A Home Affairs Bureau official would have reconsidered attending a meeting last year with Gary Cheng Kai-nam to discuss sports policy if he knew Cheng may have been acting as a paid public relations consultant rather than in his capacity as a legislator, Cheng's fraud trial was told yesterday.
The prosecution has alleged Cheng exploited his position as a legislator to further his PR business and failed to disclose a paid consultancy role with the Sports Development Board in dealings with the official over the composition of the board.

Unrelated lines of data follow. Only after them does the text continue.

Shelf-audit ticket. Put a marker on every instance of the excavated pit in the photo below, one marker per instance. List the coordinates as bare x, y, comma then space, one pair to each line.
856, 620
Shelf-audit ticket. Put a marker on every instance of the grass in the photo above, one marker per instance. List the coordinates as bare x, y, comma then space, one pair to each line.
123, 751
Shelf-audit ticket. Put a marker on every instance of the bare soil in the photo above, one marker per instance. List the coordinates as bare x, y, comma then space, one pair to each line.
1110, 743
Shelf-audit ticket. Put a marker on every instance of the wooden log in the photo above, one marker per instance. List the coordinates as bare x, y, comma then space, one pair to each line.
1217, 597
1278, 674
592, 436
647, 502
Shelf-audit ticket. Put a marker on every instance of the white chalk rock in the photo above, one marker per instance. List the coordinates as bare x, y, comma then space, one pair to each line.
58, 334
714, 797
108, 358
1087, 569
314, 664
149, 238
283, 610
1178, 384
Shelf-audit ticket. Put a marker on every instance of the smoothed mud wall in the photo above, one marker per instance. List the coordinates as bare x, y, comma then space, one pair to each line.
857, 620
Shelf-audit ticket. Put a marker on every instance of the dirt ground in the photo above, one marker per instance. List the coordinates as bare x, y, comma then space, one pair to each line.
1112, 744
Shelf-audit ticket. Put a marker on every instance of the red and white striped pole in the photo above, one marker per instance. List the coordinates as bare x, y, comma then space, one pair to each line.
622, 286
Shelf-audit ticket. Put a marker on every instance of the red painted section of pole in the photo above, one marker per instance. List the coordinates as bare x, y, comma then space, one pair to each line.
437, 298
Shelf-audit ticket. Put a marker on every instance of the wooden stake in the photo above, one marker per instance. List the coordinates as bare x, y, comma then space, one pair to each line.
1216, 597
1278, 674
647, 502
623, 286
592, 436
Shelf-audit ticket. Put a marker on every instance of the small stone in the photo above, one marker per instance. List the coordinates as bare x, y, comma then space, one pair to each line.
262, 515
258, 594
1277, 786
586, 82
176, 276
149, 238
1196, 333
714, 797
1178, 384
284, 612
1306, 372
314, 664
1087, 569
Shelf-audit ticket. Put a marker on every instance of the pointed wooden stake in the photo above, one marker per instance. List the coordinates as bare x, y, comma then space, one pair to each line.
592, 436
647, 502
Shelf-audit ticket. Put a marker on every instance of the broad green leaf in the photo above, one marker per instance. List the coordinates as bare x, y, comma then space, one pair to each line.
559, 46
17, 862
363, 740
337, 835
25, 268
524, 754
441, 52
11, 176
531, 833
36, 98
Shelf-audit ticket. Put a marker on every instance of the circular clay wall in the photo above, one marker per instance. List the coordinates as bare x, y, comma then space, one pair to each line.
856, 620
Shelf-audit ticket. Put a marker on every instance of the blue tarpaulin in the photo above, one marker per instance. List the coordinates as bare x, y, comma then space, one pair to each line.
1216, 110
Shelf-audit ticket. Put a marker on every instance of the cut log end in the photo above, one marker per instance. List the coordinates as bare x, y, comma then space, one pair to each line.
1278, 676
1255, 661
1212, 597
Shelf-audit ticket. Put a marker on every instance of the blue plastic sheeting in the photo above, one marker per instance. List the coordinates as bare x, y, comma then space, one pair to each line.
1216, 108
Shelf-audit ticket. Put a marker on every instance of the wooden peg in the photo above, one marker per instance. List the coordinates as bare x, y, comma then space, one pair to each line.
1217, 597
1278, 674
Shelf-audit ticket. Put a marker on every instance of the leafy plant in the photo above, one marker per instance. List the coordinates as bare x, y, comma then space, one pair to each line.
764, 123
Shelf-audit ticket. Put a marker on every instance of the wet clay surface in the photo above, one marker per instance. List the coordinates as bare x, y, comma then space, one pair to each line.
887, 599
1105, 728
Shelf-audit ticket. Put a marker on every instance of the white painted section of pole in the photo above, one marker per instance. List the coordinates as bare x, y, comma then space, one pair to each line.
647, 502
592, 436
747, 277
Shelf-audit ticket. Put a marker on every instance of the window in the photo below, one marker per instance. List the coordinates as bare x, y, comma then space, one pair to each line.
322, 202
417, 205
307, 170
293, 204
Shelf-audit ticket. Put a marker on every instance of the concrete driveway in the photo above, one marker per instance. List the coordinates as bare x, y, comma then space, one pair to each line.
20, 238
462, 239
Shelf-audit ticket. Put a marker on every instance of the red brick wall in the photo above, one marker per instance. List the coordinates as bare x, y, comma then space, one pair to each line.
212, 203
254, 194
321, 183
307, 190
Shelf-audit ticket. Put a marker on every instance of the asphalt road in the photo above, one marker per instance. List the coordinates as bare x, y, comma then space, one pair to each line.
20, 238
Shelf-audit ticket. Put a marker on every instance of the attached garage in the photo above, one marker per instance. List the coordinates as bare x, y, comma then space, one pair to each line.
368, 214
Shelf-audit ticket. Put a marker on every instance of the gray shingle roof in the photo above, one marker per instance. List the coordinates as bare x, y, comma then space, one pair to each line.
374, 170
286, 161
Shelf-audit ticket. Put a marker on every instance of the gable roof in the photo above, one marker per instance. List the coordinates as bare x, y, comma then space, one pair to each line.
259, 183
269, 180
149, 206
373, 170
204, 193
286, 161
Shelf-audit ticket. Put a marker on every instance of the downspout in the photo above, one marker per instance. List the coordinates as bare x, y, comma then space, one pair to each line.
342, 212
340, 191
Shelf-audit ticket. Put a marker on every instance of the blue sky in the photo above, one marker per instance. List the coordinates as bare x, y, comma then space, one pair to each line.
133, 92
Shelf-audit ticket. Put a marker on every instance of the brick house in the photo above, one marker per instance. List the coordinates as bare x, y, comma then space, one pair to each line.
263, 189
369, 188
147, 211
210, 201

Deputy Secretary for Home Affairs Arthur Ng Sek-hon said Cheng invited him to a coffee shop on March 21 last year to discuss the expansion of the board, whose members are nominated by the Home Affairs Department and appointed by the Chief Executive.
'Only Mr Cheng and I were there in that meeting . . . Mr Cheng inquired to me about the progress of membership appointment of the expanded Sports Development Board . . . He did not recommend to me any specific person to be appointed to the new board,' Mr Ng said in a witness statement read in court.
Former legislator Cheng, 51, denies misconduct in public office, accepting an advantage as a public servant, false accounting and two counts of theft.
Mr Ng said he was responsible for proposing a list of members for the new board after a bill increasing its membership was passed in January last year.